Today is World Information Society Day. If, like me, you were previously unaware of WIS Day, it is a UN-endorsed international celebration of the positive impact of the internet and broader information and telecoms technology.
In one sense, every day of the 21st Century has been a celebration of the impact, capability and power of the internet. In many aspects of our lives, the internet, mobile technologies, big data and social media have been transformative, in ways barely imaginable 30 years ago.
For many industries, that transformation has come with some pain.
The print media, sometimes controversially, were early adopters of technology in newsgathering and publishing.
But the rise and rise of social media and internet publishing have posed existential threats, with titles fighting to retain advertising revenue and readers while constantly reducing their editorial costs, resulting in fewer journalists producing more copy in shorter time-frames.
Most established publications now offer increasingly well-resourced mobile-friendly websites and active social media channels, alongside their print editions, if they print at all.
But how to differentiate their professional, edited content from the “Wild West” of home-spun, non-curated and often unmoderated material on the web? How to distinguish facts and legitimate opinion from “fake news”?
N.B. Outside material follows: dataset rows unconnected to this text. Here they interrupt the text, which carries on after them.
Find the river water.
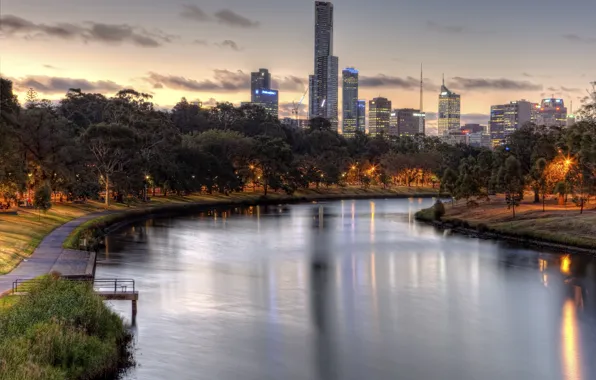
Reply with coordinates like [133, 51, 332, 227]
[97, 199, 596, 380]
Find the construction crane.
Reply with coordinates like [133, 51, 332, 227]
[292, 85, 309, 122]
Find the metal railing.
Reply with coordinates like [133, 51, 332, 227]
[12, 278, 136, 294]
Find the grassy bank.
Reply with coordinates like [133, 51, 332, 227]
[0, 278, 129, 380]
[64, 187, 436, 249]
[416, 196, 596, 249]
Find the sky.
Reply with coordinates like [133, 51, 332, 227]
[0, 0, 596, 134]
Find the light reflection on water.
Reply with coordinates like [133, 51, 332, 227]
[98, 199, 596, 380]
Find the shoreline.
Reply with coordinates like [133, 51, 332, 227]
[414, 207, 596, 256]
[63, 191, 443, 249]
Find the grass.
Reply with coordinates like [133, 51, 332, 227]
[0, 186, 436, 275]
[416, 196, 596, 249]
[0, 277, 129, 380]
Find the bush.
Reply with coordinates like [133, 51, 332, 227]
[433, 199, 445, 220]
[0, 277, 129, 380]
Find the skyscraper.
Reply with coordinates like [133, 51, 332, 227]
[309, 1, 339, 129]
[389, 108, 425, 136]
[439, 78, 460, 136]
[341, 68, 358, 137]
[356, 100, 366, 133]
[489, 100, 533, 146]
[536, 98, 567, 127]
[368, 98, 391, 136]
[250, 69, 271, 103]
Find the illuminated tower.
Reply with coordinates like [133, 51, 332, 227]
[438, 77, 461, 136]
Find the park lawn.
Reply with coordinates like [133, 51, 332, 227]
[441, 196, 596, 249]
[0, 186, 437, 275]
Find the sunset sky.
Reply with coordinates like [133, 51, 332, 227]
[0, 0, 596, 134]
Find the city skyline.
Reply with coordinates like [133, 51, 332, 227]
[1, 0, 596, 134]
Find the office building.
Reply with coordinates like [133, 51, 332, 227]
[389, 108, 425, 136]
[309, 1, 339, 129]
[368, 98, 391, 136]
[356, 100, 366, 133]
[341, 68, 358, 137]
[250, 69, 271, 103]
[489, 100, 533, 146]
[536, 98, 567, 127]
[438, 78, 461, 136]
[252, 88, 279, 117]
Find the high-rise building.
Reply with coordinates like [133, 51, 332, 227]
[341, 68, 358, 137]
[252, 88, 279, 117]
[536, 98, 567, 127]
[368, 98, 391, 136]
[356, 100, 366, 133]
[250, 69, 271, 103]
[489, 100, 533, 146]
[439, 78, 461, 136]
[309, 1, 339, 129]
[389, 108, 425, 136]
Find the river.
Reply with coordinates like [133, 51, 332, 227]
[97, 199, 596, 380]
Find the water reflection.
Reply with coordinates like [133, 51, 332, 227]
[98, 200, 596, 380]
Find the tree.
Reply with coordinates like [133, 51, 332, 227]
[499, 156, 524, 218]
[81, 124, 136, 208]
[33, 182, 52, 218]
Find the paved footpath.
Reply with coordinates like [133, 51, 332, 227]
[0, 211, 116, 295]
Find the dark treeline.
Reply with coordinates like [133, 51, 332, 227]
[0, 79, 594, 214]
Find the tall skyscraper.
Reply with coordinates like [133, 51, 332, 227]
[250, 69, 271, 103]
[489, 100, 533, 146]
[368, 98, 391, 136]
[439, 78, 461, 136]
[309, 1, 339, 129]
[356, 100, 366, 133]
[389, 108, 425, 136]
[341, 68, 358, 137]
[536, 98, 567, 127]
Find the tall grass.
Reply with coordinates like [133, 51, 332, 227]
[0, 277, 129, 380]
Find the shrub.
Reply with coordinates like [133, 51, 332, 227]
[433, 199, 445, 220]
[0, 276, 129, 380]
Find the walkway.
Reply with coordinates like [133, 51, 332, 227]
[0, 211, 114, 295]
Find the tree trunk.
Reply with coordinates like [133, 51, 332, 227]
[106, 173, 110, 209]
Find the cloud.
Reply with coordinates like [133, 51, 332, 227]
[0, 15, 178, 48]
[215, 40, 242, 51]
[144, 70, 250, 93]
[448, 77, 542, 91]
[180, 5, 261, 29]
[192, 40, 209, 46]
[426, 21, 466, 34]
[561, 34, 596, 45]
[180, 4, 211, 22]
[271, 75, 307, 92]
[214, 9, 259, 28]
[358, 74, 437, 91]
[13, 75, 125, 94]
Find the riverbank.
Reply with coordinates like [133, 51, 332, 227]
[0, 187, 437, 275]
[416, 196, 596, 254]
[0, 277, 131, 380]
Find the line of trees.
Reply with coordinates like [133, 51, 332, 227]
[441, 85, 596, 217]
[0, 79, 480, 205]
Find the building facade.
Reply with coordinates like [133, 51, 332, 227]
[252, 88, 279, 117]
[341, 68, 358, 137]
[489, 100, 533, 146]
[536, 98, 567, 127]
[438, 81, 461, 136]
[250, 69, 271, 103]
[309, 1, 339, 129]
[389, 108, 425, 136]
[356, 100, 366, 133]
[368, 97, 391, 136]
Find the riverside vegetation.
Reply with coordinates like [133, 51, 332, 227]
[0, 276, 131, 380]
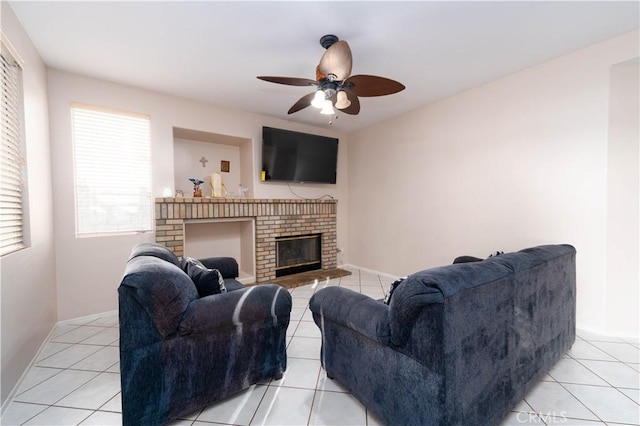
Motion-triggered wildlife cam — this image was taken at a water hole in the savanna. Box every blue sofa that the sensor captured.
[118,244,291,426]
[310,245,576,426]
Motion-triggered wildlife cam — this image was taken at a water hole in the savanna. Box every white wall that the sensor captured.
[348,31,639,335]
[0,1,56,405]
[48,70,347,320]
[606,58,640,335]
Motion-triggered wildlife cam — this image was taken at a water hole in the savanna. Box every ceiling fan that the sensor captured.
[258,34,405,115]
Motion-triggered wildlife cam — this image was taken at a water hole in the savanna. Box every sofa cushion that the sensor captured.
[382,277,407,305]
[119,256,198,338]
[184,257,227,297]
[129,243,181,266]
The phrase “fake news” has been adopted and adapted by US President Donald Trump and others to mean anything published which is unhelpful to their cause, but it began as a description of deliberately disingenuous content, purporting to be based on fact but actually from untrustworthy sources.
Is fake news going to eat journalists’ lunch? The UK public struggles to distinguish between slickly produced but unattributed Facebook content and carefully crafted, professional journalism.
Worse than that, recent surveys for the European Broadcasting Union and BBC also suggest they place little trust in social media or print media. What kind of future does that imply for properly resourced journalism?
If well researched articles examining the impact of decisions and expert analysis of policies are buried in an avalanche of misinformation, how will we all hold local, national and international leaders (that includes you, Mr Trump) to account?
The vast majority of local, regional and national publications, including their online editions, are regulated by the Independent Press Standards Organisation and carry the IPSO mark (pictured below).
The IPSO-mark is a symbol of their commitment to high editorial standards and public accountability.
Publications which choose to be regulated by IPSO sign up to the Editors’ Code of Practice, committing to responsible journalism and proper fact-checking processes.
It would be a brave, or perhaps foolish, editor who claimed that no questionable “fact” or information ever survived the editorial and publishing process, but IPSO also requires their commitment to correcting errors when they occur.
On its own, the IPSO-mark will not solve the problem of trust, but it is a start. A publication carrying the IPSO-mark has signed up to effective independent regulation and a clear set of rules in the code.
They are engaged in a daily fight against fake news, so that readers, and journalists, might feel able to join the celebrations of World Information Society Day.